Bukele will need to send a message immediately through his cabinet picks that it won't be business as usual, and avoid cronyism, Artiga said. "It can't be the friends, the relatives, all that he has accused the usual suspects of," he said.
"He can't repeat that, because people voted as a rejection," Artiga said. Bukele will start his five-year term June 1.
El Salvador is small both in size and population, with just 6.5 million people. Close to a third of its households live in poverty, and Salvadorans searching for a better life have joined recent caravans of migrants trekking across Mexico hoping to reach the U.S.
Bukele rose quickly through the ranks of the FMLN, a former guerrilla army that transformed itself into a political party after a 1992 peace deal ended the nation's civil war. He first won election as a youthful small-town mayor and then became mayor of San Salvador, the capital.

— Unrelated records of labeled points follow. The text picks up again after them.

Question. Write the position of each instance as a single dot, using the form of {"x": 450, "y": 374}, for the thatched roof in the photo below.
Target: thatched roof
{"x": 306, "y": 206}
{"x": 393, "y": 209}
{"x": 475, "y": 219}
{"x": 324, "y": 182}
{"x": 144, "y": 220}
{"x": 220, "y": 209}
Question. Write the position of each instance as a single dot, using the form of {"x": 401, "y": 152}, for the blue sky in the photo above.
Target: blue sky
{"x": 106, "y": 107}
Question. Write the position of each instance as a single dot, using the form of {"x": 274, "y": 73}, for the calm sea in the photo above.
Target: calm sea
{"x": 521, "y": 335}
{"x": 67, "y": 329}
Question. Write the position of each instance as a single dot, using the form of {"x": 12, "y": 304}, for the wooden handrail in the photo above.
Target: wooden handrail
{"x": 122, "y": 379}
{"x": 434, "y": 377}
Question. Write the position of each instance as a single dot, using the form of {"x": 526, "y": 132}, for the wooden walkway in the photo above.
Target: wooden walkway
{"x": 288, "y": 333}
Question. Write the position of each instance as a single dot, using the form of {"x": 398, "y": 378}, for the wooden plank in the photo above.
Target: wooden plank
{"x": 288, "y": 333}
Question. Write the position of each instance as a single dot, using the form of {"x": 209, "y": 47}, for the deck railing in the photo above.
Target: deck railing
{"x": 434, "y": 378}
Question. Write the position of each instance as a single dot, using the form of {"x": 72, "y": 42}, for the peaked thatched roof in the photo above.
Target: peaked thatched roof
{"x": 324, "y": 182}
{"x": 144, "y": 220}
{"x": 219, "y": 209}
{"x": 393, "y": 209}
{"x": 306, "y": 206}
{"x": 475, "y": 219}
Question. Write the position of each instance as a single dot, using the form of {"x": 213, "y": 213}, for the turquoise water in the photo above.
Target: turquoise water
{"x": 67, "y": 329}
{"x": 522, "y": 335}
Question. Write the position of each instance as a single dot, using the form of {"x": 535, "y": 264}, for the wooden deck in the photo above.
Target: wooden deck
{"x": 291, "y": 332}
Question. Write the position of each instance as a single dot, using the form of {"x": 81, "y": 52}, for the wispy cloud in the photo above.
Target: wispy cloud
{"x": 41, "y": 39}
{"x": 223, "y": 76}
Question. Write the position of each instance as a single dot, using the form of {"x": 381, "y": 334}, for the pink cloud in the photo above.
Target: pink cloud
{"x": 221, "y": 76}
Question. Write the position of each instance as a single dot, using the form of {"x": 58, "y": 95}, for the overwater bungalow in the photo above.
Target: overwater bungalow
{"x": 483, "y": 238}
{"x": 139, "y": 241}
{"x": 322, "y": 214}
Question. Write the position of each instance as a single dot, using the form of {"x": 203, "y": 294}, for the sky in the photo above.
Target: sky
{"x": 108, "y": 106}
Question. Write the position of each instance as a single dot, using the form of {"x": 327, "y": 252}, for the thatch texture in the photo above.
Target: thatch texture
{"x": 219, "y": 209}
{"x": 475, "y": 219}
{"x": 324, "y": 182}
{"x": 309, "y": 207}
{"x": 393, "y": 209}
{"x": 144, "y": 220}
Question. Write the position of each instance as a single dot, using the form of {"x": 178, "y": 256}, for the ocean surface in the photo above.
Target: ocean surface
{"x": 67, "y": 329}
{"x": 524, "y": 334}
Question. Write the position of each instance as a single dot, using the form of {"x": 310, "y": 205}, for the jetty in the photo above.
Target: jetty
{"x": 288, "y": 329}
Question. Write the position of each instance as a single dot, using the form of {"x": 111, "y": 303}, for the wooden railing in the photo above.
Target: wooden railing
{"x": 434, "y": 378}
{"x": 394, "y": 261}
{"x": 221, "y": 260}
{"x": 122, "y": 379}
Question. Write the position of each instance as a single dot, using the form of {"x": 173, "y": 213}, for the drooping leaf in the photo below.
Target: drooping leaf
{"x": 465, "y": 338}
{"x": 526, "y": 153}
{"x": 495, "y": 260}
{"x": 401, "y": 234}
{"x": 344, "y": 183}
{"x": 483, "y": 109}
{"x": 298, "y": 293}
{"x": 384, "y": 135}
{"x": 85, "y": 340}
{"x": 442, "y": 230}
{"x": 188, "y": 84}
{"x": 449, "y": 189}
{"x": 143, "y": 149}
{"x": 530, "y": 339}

But his persistent criticisms of FMLN leadership got him expelled from the party. Joining GANA — which has been a right-leaning party — was a last-minute move just to get on the ballot.
"It was always about the size of the resentment among the urban middle class toward the country's elites," said political analyst and former guerrilla commander Salvador Samayoa. "It was never that he was the best, most honest, most wholesome, most capable candidate."
Voters were tied of corruption, the lack of economic opportunities and the persistent violence.
"I voted, everybody in my family voted for Bukele because we're tired of these ARENA and FMLN governments that steal money," said 42-year-old Manuel Lopez as he headed to work Monday. "Nobody believes them."
"Two presidents from ARENA, Paco Flores, Tony Saca and one from FMLN, Mauricio Funes, have stolen everything they could," he said.